10%. That is how much we are responsible for the total increase in global temps over the last 100 years.
Hardly the primary driver the leftists claim we are.
The reality is, unless we figure out something way better than wind and solar, fossil fuels ain't going anywhere fast. We sure won't be in a de-carbonized economy by 2050 that's for sure.
So what are the carbon zeroists talking about? Aside from massive amounts of government intervention — almost a total takeover of the economy — the practicality of it all looks a bit impossible, to put it mildly.
In Canada, for example, Vancouver energy consultant Aldyen Donnelly calculated that to achieve the “deep decarbonization” Canada is aiming for will require massive expansions of non-fossil fuel sources of energy.
To produce the electric power needed to offset the lost fossil fuel energy, Canada would have to build 2.5 hydro power dams the size of British Columbia’s $13-billion Site C project somewhere in the country “every year for the foreseeable future” leading up to the proposed 2050 carbon reduction targets.
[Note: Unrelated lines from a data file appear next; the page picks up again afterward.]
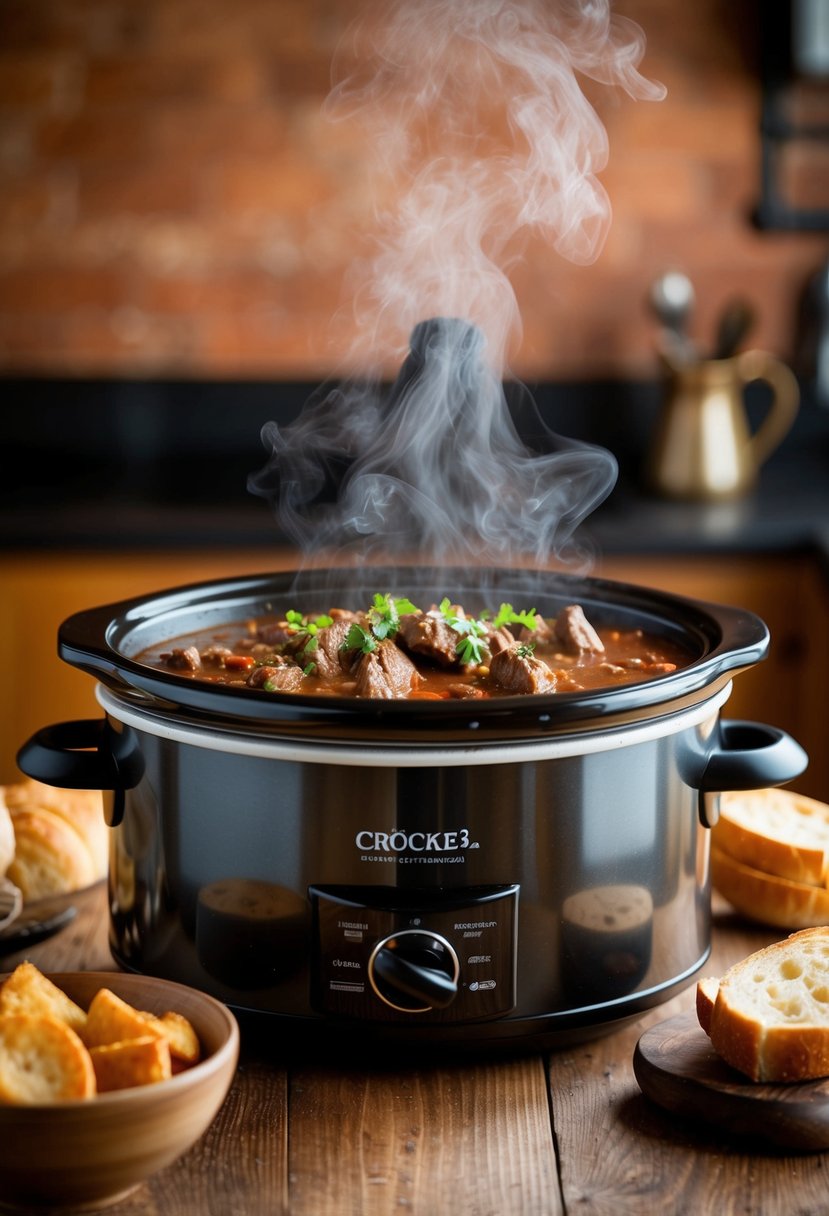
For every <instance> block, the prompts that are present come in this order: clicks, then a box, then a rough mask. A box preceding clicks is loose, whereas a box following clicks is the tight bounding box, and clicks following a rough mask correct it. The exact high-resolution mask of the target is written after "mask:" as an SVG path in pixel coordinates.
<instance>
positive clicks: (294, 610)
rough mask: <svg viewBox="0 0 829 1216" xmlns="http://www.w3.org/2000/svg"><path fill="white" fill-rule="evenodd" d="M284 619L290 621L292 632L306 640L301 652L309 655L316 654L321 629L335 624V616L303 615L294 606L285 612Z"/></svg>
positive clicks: (284, 614)
mask: <svg viewBox="0 0 829 1216" xmlns="http://www.w3.org/2000/svg"><path fill="white" fill-rule="evenodd" d="M284 619H286V620H287V623H288V629H289V630H291V632H292V634H295V635H297V637H298V638H304V640H305V641H304V644H303V647H301V652H303V654H308V655H309V657H310V655H311V654H314V652H315V651H316V648H317V646H318V644H320V638H318V637H317V634H318V632H320V630H321V629H327V627H328V625H333V624H334V619H333V617H325V615H322V617H303V614H301V613H300V612H295V610H294V609H293V608H291V609H289V610H288V612H287V613H286V614H284Z"/></svg>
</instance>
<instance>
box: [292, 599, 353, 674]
mask: <svg viewBox="0 0 829 1216" xmlns="http://www.w3.org/2000/svg"><path fill="white" fill-rule="evenodd" d="M360 619H361V618H359V617H357V614H356V613H349V614H345V613H343V614H342V615H340V617H339V618H338V619H337V620H335V621H334V624H333V625H326V626H325V629H321V630H320V632H318V634H317V635H316V643H317V644H316V647H315V649H312V651H306V652H305V658H306V659H308V660H309V663H315V664H316V675H318V676H321V679H322V680H333V679H334V677H335V676H339V675H342V674H343V672H344V671H349V669H350V666H351V663H353V660H354V652H353V651H344V649H343V644H344V642H345V638H346V637H348V635H349V630H350V629H351V625H353V624H354V621H355V620H360Z"/></svg>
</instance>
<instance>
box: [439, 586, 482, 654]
mask: <svg viewBox="0 0 829 1216" xmlns="http://www.w3.org/2000/svg"><path fill="white" fill-rule="evenodd" d="M440 615H441V617H442V618H444V620H445V621H446V624H447V625H449V627H450V629H453V630H455V632H456V634H459V635H461V641H459V642H458V643H457V646H456V647H455V653H456V654H457V657H458V658H459V659H461V663H463V664H470V663H483V662H484V659H485V658H486V655H487V654H489V647H487V644H486V624H485V621H483V620H476V619H475V618H474V617H461V615H459V614H458V613H456V612H455V609H453V607H452V602H451V599H450V598H449V596H444V598H442V599H441V601H440Z"/></svg>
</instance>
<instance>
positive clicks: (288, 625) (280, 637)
mask: <svg viewBox="0 0 829 1216" xmlns="http://www.w3.org/2000/svg"><path fill="white" fill-rule="evenodd" d="M293 637H294V632H293V630H292V629H291V626H289V625H288V621H287V620H269V621H264V623H261V624H260V625H258V626H256V632H255V635H254V641H256V642H264V643H265V646H270V647H271V649H273V648H275V647H281V646H287V644H288V642H289V641H291V640H292V638H293Z"/></svg>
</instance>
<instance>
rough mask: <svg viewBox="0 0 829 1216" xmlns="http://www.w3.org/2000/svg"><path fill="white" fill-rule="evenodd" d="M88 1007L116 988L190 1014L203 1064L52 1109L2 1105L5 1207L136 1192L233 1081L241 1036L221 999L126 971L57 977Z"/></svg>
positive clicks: (195, 1125) (3, 1193)
mask: <svg viewBox="0 0 829 1216" xmlns="http://www.w3.org/2000/svg"><path fill="white" fill-rule="evenodd" d="M49 978H50V979H51V980H53V983H55V984H57V985H58V987H61V989H62V990H63V991H64V992H66V993H67V995H68V996H69V997H71V998H72V1000H73V1001H75V1002H77V1003H78V1004H80V1006H81V1008H88V1007H89V1003H90V1001H91V1000H92V997H94V996H95V993H96V992H97V991H98V990H100V989H101V987H108V989H109V990H111V991H112V992H114V993H115V995H117V996H119V997H122V998H123V1000H124V1001H126V1002H129V1004H131V1006H132V1007H134V1008H137V1009H142V1010H147V1012H148V1013H154V1014H157V1015H159V1017H160V1015H162V1014H163V1013H165V1012H167V1010H168V1009H171V1010H175V1012H176V1013H180V1014H182V1015H184V1017H185V1018H187V1019H188V1020H190V1023H191V1024H192V1026H193V1029H194V1030H196V1034H197V1035H198V1038H199V1042H201V1045H202V1052H203V1059H202V1062H201V1063H199V1064H196V1065H193V1066H192V1068H188V1069H186V1070H185V1071H182V1073H179V1074H176V1075H175V1076H173V1077H171V1079H170V1080H168V1081H160V1082H157V1083H156V1085H146V1086H139V1087H135V1088H130V1090H118V1091H114V1092H112V1093H101V1094H98V1096H97V1097H95V1098H85V1099H77V1100H72V1102H60V1103H55V1104H51V1105H32V1107H21V1105H0V1197H1V1199H2V1206H4V1207H6V1206H7V1205H9V1206H11V1207H13V1206H15V1205H18V1206H21V1207H24V1209H26V1210H27V1211H32V1210H34V1209H36V1210H40V1211H45V1210H46V1209H49V1211H50V1212H56V1211H62V1210H67V1211H79V1210H84V1211H86V1210H90V1209H92V1207H95V1209H96V1210H97V1209H98V1207H101V1206H106V1205H108V1204H113V1203H115V1201H117V1200H119V1199H122V1198H123V1197H124V1195H126V1194H129V1193H130V1192H131V1190H132V1189H134V1188H135V1187H137V1186H139V1184H140V1183H141V1182H143V1181H145V1180H146V1178H148V1177H151V1175H153V1173H156V1172H157V1171H158V1170H162V1169H163V1167H164V1166H167V1165H169V1164H170V1162H173V1161H175V1160H176V1158H179V1156H181V1154H182V1153H184V1152H186V1149H188V1148H190V1147H191V1144H194V1143H196V1141H197V1139H198V1138H199V1136H201V1135H202V1133H203V1132H204V1131H205V1128H207V1127H208V1126H209V1124H210V1122H212V1120H213V1118H214V1115H215V1114H216V1111H218V1110H219V1107H220V1105H221V1103H222V1100H224V1098H225V1096H226V1093H227V1091H229V1088H230V1085H231V1081H232V1079H233V1074H235V1071H236V1062H237V1058H238V1046H239V1032H238V1026H237V1023H236V1019H235V1018H233V1015H232V1014H231V1012H230V1010H229V1009H226V1008H225V1007H224V1006H222V1004H221V1003H220V1002H218V1001H215V1000H213V997H210V996H205V995H204V993H203V992H196V991H193V990H192V989H187V987H184V986H181V985H180V984H171V983H169V981H165V980H159V979H153V978H148V976H143V975H123V974H119V973H118V972H67V973H63V974H58V975H50V976H49Z"/></svg>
The geographic and cost obstacles send that prospect into the realm of the impossible.
On a global basis, the magnitude of the implied decarbonization effort takes us beyond the possible and into the world of junk science fiction. In 2018, world consumption of fossil fuels rose to 11,865 million tonnes of oil equivalent (mtoe). To get that down to near zero by 2050 as proposed by the zeroists would require a lot of alternative energy sources.
University of Colorado scientist Roger Pielke Jr. did some of the rough numbers. “There are 11,161 days until 2050. Getting to net zero by 2050 requires replacing one mtoe of fossil fuel consumption every day starting now.” On a global basis, such a transition would require building the equivalent of one new 1.5-gigawatt nuclear plant every day for the next 30 years.
If not nuclear, then maybe solar? According to a U.S. government site, it takes about three million solar panels to produce one gigawatt of energy, which means that by 2050 the world will need 3,000,000 X 11,865 solar panels to offset fossil fuels. The wind alternative would require about 430 new wind turbines each of the 11,865 days leading to 2050.